OpenAI o1-mini Revisited

Posts

November 3, 2024·

Introduction

When we first looked at the o1 models a few weeks ago, access was limited and testing was through the ChatGPT interface. At the time, we questioned the consistency of task analysis and spurious tokens/hallucinations appearing in the reasoning summaries.

Now that the models are widely available via the API we can get a more detailed look at their performance. For this article, we’ll compare o1-mini against the current standard OpenAI models: GPT-4o and GPT-4o-mini.
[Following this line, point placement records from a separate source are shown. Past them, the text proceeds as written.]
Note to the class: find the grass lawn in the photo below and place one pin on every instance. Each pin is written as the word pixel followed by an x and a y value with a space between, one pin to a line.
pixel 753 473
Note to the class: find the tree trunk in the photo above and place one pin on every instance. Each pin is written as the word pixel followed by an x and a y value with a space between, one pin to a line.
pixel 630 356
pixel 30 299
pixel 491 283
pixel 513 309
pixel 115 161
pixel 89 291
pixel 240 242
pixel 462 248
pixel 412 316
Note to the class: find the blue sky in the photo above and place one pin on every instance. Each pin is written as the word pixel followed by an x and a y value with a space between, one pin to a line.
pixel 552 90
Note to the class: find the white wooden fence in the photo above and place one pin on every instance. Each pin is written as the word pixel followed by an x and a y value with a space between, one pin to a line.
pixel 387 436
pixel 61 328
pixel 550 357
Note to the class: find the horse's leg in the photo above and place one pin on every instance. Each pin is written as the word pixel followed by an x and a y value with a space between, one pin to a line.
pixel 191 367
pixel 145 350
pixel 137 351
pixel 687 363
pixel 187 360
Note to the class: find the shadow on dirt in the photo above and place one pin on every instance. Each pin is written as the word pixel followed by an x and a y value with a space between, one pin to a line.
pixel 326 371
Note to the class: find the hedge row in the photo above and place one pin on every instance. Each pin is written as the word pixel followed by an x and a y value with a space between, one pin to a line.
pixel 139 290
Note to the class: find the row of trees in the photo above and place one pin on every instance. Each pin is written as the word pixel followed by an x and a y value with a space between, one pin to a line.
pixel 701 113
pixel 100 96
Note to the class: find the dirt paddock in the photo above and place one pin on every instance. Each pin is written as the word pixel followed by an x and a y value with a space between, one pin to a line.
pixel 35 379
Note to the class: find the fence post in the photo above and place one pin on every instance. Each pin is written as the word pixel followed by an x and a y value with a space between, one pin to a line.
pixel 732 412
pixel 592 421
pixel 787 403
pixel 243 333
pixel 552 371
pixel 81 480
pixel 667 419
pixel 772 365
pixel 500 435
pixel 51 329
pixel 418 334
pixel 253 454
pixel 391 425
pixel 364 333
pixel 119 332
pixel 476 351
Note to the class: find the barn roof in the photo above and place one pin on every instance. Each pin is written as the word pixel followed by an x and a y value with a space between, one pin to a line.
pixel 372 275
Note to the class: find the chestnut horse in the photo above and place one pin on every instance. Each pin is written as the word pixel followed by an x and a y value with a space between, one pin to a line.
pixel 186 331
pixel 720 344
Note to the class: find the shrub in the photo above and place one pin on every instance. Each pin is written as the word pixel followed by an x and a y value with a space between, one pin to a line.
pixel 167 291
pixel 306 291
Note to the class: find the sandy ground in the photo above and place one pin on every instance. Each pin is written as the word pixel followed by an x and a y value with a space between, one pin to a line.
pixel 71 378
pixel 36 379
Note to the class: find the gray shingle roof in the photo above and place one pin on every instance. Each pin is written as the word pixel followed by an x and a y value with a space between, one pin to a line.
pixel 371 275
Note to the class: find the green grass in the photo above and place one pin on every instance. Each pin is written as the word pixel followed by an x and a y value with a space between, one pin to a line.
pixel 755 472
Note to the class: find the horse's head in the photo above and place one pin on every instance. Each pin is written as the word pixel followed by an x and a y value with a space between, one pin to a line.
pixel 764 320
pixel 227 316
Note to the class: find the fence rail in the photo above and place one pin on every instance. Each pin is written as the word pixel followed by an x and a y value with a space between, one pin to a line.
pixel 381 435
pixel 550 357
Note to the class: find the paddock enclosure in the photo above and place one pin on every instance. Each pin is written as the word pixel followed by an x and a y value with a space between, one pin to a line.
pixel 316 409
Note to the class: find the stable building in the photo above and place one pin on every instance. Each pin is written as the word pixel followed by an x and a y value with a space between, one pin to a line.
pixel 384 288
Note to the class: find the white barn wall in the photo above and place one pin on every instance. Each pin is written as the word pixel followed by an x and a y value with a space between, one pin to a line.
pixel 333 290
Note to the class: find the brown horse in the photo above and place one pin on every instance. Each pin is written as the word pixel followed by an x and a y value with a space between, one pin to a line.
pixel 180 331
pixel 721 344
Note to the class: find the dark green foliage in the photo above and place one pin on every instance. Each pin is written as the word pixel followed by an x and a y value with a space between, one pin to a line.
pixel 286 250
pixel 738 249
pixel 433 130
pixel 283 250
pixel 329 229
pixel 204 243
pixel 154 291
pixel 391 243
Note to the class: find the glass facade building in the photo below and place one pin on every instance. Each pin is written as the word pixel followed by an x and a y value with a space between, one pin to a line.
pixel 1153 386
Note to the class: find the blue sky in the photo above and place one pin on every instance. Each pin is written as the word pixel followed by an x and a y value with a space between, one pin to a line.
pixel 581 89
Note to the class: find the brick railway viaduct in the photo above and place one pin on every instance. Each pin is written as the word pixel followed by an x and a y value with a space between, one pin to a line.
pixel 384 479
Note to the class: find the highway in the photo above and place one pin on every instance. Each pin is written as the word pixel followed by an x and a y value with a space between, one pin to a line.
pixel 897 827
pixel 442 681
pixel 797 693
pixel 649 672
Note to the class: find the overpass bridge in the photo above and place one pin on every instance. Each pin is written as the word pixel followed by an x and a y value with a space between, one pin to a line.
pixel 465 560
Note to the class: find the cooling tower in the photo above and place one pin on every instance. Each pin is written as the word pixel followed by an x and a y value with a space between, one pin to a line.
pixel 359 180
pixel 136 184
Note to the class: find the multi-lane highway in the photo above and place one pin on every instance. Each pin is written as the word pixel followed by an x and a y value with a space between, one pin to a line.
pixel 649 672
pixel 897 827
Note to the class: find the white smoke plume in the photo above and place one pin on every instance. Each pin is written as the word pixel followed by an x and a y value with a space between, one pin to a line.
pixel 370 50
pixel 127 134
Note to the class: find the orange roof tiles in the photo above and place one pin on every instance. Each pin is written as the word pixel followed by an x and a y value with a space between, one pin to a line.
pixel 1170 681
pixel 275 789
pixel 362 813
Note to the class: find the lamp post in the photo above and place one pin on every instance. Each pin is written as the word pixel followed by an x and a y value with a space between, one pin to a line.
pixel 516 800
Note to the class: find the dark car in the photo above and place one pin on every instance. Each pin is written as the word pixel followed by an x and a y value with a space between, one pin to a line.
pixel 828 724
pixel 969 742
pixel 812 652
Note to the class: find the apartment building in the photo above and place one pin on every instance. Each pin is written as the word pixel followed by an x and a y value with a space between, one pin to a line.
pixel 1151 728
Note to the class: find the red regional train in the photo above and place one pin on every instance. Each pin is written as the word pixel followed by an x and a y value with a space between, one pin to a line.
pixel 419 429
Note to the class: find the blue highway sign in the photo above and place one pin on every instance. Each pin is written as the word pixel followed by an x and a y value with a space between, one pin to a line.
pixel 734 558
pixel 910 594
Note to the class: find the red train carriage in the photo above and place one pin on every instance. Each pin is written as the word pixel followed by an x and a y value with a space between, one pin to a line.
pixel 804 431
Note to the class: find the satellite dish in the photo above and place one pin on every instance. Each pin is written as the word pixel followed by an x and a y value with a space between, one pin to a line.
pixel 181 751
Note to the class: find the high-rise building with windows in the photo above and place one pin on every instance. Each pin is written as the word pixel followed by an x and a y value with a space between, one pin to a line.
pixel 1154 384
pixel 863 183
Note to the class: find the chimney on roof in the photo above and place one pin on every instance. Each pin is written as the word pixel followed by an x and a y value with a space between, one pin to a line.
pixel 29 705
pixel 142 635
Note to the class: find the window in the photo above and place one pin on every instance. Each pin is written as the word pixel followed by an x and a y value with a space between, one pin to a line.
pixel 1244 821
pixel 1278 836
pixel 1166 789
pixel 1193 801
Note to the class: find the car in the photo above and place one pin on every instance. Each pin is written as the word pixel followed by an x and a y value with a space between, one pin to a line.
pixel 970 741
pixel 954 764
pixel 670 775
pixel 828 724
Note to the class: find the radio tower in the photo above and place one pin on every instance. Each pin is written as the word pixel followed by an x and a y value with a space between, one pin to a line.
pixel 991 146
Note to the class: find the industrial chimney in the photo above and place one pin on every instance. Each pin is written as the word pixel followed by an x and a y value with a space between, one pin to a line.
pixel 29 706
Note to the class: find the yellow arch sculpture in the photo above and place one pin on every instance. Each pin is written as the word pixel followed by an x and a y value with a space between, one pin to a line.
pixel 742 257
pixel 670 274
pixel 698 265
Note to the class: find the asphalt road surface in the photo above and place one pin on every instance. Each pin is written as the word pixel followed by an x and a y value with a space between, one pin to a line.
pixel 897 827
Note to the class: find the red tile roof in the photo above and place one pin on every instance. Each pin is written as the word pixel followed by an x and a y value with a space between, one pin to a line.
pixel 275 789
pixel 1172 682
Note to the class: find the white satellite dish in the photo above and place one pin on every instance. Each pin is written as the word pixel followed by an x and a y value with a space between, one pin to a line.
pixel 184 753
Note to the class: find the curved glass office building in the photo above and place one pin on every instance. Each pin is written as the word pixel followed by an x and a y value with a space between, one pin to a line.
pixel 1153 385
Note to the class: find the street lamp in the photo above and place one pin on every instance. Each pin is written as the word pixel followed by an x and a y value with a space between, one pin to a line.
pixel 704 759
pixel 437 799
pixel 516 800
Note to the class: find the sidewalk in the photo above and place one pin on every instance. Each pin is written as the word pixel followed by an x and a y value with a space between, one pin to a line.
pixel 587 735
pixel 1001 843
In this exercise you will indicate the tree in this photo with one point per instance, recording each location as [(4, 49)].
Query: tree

In summary, o1-mini returns the best average score but is inconsistent, with some failures typically only seen with smaller models. Reasoning token usage varies widely, with no clear correlation to task performance.

Benchmark Approach

The benchmark measures model capabilities through a simple content evaluation task. Models score a technical article’s suitability (0-10) for two personas - a technical expert and a non-technical manager - without explicit scoring criteria. Human evaluators typically show a 5-6 point difference in scores, reflecting the content’s varying accessibility to different audiences.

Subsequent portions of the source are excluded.